Sisteminin teorik zeminini ortaya koymaya çalıştığı eserlerde insanın kendini ve evreni anlama ve anlamlandırma çabalarının sonucu olan ampirik tahlillerden yola çıkarak bir Mutlak Varlık/Bilen’e ulaşmaya çalışır. ‘Olmak, bir bütün ile benzersiz bir ilişki içinde olmaktır’ kabulü ile yola çıkan Royce, var olan (obje/varlık), bu var olanın kavranılması (idea/bütün) ve bu ikisi arasındaki ilişkinin çözümlenmesi gerektiğini öne sürer. Sonluyu yani varlığı olgusallığından yoksun bırakmaksızın sonsuz yani bütün içine dahil etmek insanın tüm çabalarının gayesi olan anlamın ortaya çıkarılması için gereklidir. Bu sayede metafiziksel olarak anlamın ifadesi olan evren çözümlenecek, hakikat ifade edilebilecek ve gerçekliği açıklayabilmek mümkün olacaktır. Böylesi bir deneyim sadece ampirik yaşamın anlık parçalarından bahsedilerek elde edilemez. Düşünce, irade ve deneyimin anlık verileri ile dolu olan sınırlı bir bilinç salt insani deneyimin ötesine geçmelidir. Bireysel benlerin bunu gerçekleştirmesi imkânsızdır. Bu, mutlak bir deneyimdir ve zorunlu olarak var olan Mutlak Varlık/Bilen’i, kendi kendini temsil eden mükemmel bir düzeni gerektirir. Bireysel deneyimler ise ancak bu mutlak deneyimin bir parçası olabildikleri sürece anlam kazanır ve mükemmelleşirler.
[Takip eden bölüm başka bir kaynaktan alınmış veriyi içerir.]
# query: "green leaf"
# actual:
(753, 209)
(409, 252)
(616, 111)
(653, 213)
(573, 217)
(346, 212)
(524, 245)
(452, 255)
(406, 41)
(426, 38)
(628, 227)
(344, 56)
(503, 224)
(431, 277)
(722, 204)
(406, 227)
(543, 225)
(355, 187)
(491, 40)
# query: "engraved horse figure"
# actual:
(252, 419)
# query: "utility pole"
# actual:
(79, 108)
Royce, birey ve Mutlak arasında var olması gerektiğini iddia ettiği ilişkiyi sadâkat (İng. loyalty) adını verdiği kilit kavram çerçevesinde pratik alana taşır. Her bakımdan mükemmel olan Mutlak ile sınırlı, eksik, aciz ve günahkâr olan birey arasındaki ilişki, ancak bireyin belli bir yaşam planı ya da tasarısına iradi ve istekli bir şekilde bağlı kalması ile kurulabilir. Royce’a göre, birey iradi bir varlıktır ve her birey kendi otonomisi vasıtasıyla hareket ettiğinde ‘varlığın birliği’ ilkesi gereği ortak duygu ve düşüncelere ulaşacak ve bunlara sadâkatle bağlı kaldığı sürece de hayatını anlamlı bir hale getirecektir. Başka bir ifade ile birey, sadık eylemleri vasıtasıyla dini hakikatleri keşfedecek, onlara sadık bir adanma ile bağlandıkça yani bir cemaatin üyesi oldukça da anlam bilmecesini çözebilecektir.

KAYNAKÇA

Bilgin, Önder. Sadakat Ahlâkı (Yayımlanmış Doktora Tezi) Ankara: Aktif Düşünce Yayınları, 2014.

Koç, Emel. Josiah Royce. Ankara: Barış Kitap, 2012.

Möngü, Bahtinur. Josiah Royce’un Metafiziği (Yayımlanmış Doktora Tezi).  İstanbul: Kriter Yayınları, 2019.